El zapatero echó un vistazo y se encontró en un inmenso valle rodea­do por altas montañas. A lo lejos vio lo que parecía un bosque de árboles y arbustos singulares, con un tronco muy recto y aparentemente sin hojas.

–No son árboles, Schmerzen. Va­mos más cerca.

Se pusieron a caminar, y cuando estuvieron cerca vio que se trataba de… cruces. Miles. Tal vez millones. De todas las formas y tamaños. Cla­ras y oscuras, de madera y de metal, lisas y ásperas. Schmerzen quedó im­presionado por su variedad; no había siquiera dos iguales, y cada una lleva­ba escrito el nombre de su dueño.

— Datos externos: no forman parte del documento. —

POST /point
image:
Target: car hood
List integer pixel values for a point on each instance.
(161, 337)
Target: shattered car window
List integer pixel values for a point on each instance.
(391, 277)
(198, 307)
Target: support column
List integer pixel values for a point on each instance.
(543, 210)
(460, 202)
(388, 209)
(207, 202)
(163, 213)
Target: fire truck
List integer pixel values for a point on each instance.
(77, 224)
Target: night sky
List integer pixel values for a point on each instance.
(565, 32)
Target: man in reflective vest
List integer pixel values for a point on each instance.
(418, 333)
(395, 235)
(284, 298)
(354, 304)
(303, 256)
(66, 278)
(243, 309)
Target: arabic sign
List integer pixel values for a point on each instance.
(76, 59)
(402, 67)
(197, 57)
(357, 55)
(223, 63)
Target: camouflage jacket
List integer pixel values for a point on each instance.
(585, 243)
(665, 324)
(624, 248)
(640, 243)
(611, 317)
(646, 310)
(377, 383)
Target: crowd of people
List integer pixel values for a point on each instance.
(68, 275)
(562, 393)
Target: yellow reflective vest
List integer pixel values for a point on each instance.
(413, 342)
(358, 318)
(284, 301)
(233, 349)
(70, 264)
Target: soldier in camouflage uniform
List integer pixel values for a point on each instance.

–En este valle guarda Dios la me­dida del sufrimiento que ha reserva­do a cada hombre y a cada mujer. Es el Valle de las Cruces. Ya que tanto reniegas de la tuya, el Altísimo per­mitió que eligieras otra. Anda… bus­ca a tu antojo y llévate la cruz que quieras.

Por un instante Schmerzen se sin­tió confundido, pero recordó las amarguras de su vida y se adentró en el bosque de cruces. Evitó las más grandes y fue donde estaban las pe­queñas. Tomó una, pero le pareció muy áspera. Probó con otra, pero el borde era muy afilado. Encontró lue­go una mucho más pequeña, pero era de plomo y pesaba más que el resto.

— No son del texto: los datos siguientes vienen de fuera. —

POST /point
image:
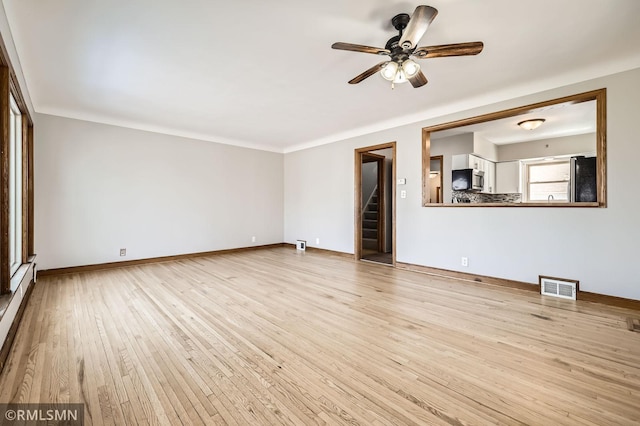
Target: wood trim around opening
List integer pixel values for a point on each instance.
(358, 197)
(5, 116)
(25, 189)
(30, 203)
(368, 157)
(599, 95)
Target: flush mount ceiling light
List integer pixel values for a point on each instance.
(396, 73)
(534, 123)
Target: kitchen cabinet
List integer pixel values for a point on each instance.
(470, 161)
(489, 177)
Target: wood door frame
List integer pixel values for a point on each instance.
(440, 195)
(359, 153)
(381, 224)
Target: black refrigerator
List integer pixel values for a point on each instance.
(583, 180)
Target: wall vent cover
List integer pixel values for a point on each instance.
(559, 287)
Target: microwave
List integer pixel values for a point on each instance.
(467, 180)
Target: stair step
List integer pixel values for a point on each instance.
(370, 233)
(369, 224)
(370, 243)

Por fin, casi tropezó con una minús­cula. La recogió: medía sólo un pal­mo y su madera era muy ligera, lisa y sin puntas. ¡La cruz ideal! Tomándo­la con firmeza como si se la pudieran quitar, dijo al ángel:

–¡Ésta es la que quiero!

–¿Seguro? Bien, amigo mío… lee su inscripción.

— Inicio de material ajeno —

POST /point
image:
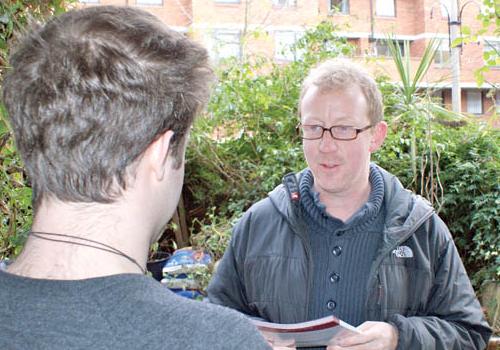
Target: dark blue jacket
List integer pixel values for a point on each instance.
(267, 270)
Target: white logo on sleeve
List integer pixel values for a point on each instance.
(403, 252)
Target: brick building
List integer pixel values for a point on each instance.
(227, 28)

El zapatero la miró de cerca y leyó espantado: “Maestro Schmerzen” . ¡Esa cruz –la más liviana, la más lisa, la menos incómoda de todas– era de la que se quejaba tanto!

***

Un grito de vergüenza y asombro salió de su garganta, y Schmerzen se despertó. Sudoroso y con el corazón acelerado fue a la ventana, la abrió y vio que el sol de primavera brillaba en todo su esplendor.

–¡Qué bonito día!

Sólo entonces se percató de que era un día exactamente igual al an­terior. El mismo sol, la misma pri­mavera. Bajo la ventana, el hijo ma­yor, silbando alegremente, descarga­ba un nuevo paquete de cueros. “A decir verdad –pensó– mi hijo es uno de los pocos muchachos de la ciudad con trabajo asegurado”. Más allá oyó el correteo de los niños que jugaban cerca de su taller, y volvió a sentirse contento: “Después de todo, es una gran ventaja trabajar al lado de casa, porque puedo estar todo el día cerca de mi familia”.

Desde la cocina subía el delicioso aroma del desayuno… y la voz de su esposa:

–¡Schmerzen, querido, apúrate, tus huevos revueltos se van a enfriar!

“Es verdad que ella ya no tiene la juventud de antes –reflexionó el za­patero–, pero es tan buena mujer… ¡y qué bien cocina!” Al girar notó que había una pequeña cruz encima de la mesilla de noche. El ángel le había dejado un recuerdo… Schmerzen la tomó, mirándola un instante, pensativo. La besó, la colocó otra vez sobre la mesita, con reveren­cia, y bajó silbando contento al desayu­no, listo para continuar con su vida.